Thursday, May 3, 2012

The Continued Vetting of Barack Obama

In my post yesterday, I did not realize what a controversy that the upcoming biography of Barack Obama had become.  It all started when Politico reported that the stories in Obama's Dreams From My Father regarding his girlfriend in New York were in fact composites (his girlfriend at the time was actually a mixture of several different girlfriends).  Politico, though, completely botched the story when they reported it as if this was a new revelation (see the paragraph length editor's note at the beginning of the story). 

It was not. 

Obama himself stated that some of the characters in Dreams were composites in the introduction of the book, the first edition of which was published in 1995.  But this brings up a very interesting question:  who in press has actually read Dreams?  You would think that during the vetting process pre-2008 that most, if not all, in the press would have read that book to look for clues that would tell us more about then-candidate Obama.  Tim Stanley at The Telegraph pieces this all together and asks the questions that most in the press never bothered to ask in 2008:

Why didn’t we know all these details four years ago – even though some of them were published in a best-selling autobiography that was sold to us as if it was a fifth gospel?
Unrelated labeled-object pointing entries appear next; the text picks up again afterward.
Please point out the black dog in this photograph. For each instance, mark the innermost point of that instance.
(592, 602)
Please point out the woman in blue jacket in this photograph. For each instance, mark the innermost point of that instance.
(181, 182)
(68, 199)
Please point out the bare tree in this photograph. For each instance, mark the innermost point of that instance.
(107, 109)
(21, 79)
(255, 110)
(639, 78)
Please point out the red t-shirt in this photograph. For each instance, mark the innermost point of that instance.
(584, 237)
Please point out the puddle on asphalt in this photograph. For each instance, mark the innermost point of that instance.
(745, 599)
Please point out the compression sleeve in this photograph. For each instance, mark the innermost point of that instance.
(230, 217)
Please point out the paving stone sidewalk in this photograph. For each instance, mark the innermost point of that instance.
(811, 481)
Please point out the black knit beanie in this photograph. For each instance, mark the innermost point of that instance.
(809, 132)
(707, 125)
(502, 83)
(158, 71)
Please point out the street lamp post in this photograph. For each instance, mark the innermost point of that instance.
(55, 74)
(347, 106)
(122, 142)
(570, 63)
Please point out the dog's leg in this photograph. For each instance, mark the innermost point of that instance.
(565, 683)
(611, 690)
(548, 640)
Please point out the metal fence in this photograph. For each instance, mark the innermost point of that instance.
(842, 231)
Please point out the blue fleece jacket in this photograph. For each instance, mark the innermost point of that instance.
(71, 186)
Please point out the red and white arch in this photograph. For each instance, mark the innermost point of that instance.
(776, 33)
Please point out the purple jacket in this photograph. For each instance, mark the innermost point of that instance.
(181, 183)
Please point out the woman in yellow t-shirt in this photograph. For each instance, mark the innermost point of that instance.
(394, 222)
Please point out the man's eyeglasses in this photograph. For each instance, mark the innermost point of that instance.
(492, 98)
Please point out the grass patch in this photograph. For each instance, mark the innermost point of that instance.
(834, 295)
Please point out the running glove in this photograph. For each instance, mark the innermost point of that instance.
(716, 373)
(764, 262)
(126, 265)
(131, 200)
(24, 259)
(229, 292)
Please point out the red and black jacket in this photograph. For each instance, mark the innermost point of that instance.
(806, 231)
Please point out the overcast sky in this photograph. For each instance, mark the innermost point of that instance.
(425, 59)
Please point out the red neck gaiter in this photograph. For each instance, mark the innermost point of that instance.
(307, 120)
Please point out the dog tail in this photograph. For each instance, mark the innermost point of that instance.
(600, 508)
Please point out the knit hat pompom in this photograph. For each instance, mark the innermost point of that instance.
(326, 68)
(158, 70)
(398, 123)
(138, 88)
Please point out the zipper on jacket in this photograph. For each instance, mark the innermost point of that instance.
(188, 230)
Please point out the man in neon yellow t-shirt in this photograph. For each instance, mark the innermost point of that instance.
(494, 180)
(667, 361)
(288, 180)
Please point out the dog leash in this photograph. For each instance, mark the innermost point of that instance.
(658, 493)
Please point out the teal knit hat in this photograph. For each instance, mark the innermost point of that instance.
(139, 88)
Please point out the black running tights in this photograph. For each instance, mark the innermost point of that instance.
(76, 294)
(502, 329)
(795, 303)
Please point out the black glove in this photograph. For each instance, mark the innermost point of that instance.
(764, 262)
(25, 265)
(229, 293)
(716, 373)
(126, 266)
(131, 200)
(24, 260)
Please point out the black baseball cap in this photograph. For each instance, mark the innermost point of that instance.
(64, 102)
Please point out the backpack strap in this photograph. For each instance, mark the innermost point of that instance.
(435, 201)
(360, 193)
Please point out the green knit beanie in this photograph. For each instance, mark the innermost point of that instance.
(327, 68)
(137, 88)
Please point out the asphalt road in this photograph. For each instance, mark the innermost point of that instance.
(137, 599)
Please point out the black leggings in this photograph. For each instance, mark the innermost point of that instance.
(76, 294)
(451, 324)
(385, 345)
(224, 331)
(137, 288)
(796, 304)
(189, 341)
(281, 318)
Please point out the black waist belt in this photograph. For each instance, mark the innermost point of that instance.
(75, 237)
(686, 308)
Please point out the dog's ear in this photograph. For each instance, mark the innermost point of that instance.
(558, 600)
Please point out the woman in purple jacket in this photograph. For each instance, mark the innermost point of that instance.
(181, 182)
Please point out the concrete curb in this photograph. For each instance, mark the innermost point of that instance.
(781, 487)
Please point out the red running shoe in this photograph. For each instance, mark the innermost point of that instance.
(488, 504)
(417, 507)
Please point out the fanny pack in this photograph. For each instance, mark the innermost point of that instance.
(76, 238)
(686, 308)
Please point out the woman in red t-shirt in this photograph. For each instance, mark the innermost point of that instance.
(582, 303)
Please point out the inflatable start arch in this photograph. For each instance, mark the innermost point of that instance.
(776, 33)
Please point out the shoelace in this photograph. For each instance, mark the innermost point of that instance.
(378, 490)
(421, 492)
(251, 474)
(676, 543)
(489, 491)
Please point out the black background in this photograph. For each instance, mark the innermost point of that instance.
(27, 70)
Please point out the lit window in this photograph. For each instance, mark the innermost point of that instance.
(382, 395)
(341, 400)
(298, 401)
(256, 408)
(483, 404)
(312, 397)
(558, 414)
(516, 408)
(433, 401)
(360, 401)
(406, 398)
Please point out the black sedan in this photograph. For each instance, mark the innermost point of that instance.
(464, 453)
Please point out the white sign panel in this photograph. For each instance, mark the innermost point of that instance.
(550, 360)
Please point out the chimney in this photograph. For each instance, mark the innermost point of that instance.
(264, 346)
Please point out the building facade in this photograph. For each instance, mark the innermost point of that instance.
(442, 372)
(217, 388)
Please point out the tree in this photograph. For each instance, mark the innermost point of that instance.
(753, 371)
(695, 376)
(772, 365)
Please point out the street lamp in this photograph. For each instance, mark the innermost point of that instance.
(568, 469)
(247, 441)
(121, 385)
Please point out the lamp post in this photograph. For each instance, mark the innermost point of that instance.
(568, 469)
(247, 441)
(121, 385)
And yet we knew everything there was to know about Sarah Palin, despite the fact that she was in the race for a much shorter space of time than Obama – and only running for veep.
That’s the significance of the canine and composite revelations – both of them, aside from their delightful “dish” factors, not really revelations at all. That we are only discussing them this late into Obama’s career suggests that the vetting that should have happened four years ago was unforgivably neglected. But, hey, it’s never too late to start.